Performing History:
Fotografi i Sverige 1970–2014
av
Niclas Östlind
AKADEMISK AVHANDLING
som med tillstånd av Konstnärliga fakulteten vid Göteborgs universitet för vinnande av filosofie doktorsexamen i ämnet fotografi
framläggs till offentlig granskning
Tisdagen den 3 juni 2014 kl 13.00
Hörsalen, Göteborgs konstmuseum, Götaplatsen, Göteborg Fakultetsopponent:
Christine Hansen, docent, fil.dr i konsthistoria, konstnär (fotografi)
Abstract
Title: Performing History: Fotografi i Sverige 1970–2014
English title: Performing History: Photography in Sweden 1970–2014 Language: Swedish
Keywords: Photography, curatorial practice, history, narrative, cultural sociology, field and narrative interviews
ISBN: 978-91-981712-0-4 (Dissertation edition/Disputationsupplaga)
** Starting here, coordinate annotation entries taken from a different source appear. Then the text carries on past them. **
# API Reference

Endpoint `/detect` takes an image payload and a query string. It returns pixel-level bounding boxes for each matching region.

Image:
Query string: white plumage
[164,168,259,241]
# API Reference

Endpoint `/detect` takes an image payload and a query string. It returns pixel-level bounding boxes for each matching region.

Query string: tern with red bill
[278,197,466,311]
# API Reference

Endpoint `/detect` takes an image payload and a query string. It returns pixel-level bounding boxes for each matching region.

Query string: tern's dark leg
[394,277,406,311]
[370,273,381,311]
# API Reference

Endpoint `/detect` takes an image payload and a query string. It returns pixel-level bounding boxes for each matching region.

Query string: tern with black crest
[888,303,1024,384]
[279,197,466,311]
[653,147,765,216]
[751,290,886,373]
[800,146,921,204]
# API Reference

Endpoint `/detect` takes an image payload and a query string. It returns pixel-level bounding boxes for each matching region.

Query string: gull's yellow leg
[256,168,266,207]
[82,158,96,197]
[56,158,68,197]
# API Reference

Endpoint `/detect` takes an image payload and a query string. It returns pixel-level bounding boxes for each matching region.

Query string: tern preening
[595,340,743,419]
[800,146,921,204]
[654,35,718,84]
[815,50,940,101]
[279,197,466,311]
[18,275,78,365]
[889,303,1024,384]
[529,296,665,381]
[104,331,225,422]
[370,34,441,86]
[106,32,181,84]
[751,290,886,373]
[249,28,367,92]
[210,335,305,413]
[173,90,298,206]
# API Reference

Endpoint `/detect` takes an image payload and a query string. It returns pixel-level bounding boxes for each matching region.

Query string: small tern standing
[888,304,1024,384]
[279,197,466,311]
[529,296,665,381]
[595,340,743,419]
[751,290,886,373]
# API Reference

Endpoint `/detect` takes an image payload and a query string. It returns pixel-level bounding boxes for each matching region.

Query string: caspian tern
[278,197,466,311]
Using curatorial practice as a method, this thesis maps and investigates photography in Sweden 1970–2014. The study deepens the knowledge of photography
mainly exhibited in institutions and/or having been organised by actors that define themselves as photographic. It also contributes to producing new knowledge of the relationship between photography and art, and of the ways in which various social, economic and political spaces (in a broad sense), where the audience has encountered photography, have affected the production, display and reception of photography.
It is an investigation of photography, with photography and through photography, where the exhibition practice functions as an optics that defines and sharpens the perspective, and partly as a method with which the results are tested and visualized. The exhibitions contain an active display of the material. They form spatial and temporal narratives, which show a distinctly self-reflective perspective explicitly stating that the history put forward is one of several possible narratives.
The thesis gives answers to questions regarding the type of photography that has been exhibited, where and how it has been shown, who have been the driving forces behind photography exhibitions and how these aspects have changed or remained the same over time. It also examines and answers questions about the institutional and sociological conditions for photographic
exhibition practices, and thereby also about a central aspect of the photographic field.
The structure of the study is made up of different coordinated parts, which are devoted to different perspectives. The theoretical narration as a point of departure and the narrative interviews – that constitute an important part of the study – give space to include and to accentuate, the different actors and their historical stories. It also points to the various ways in which history, seen through the categories of history theory, has been used and what kind of historical narrative the thesis itself is an example of.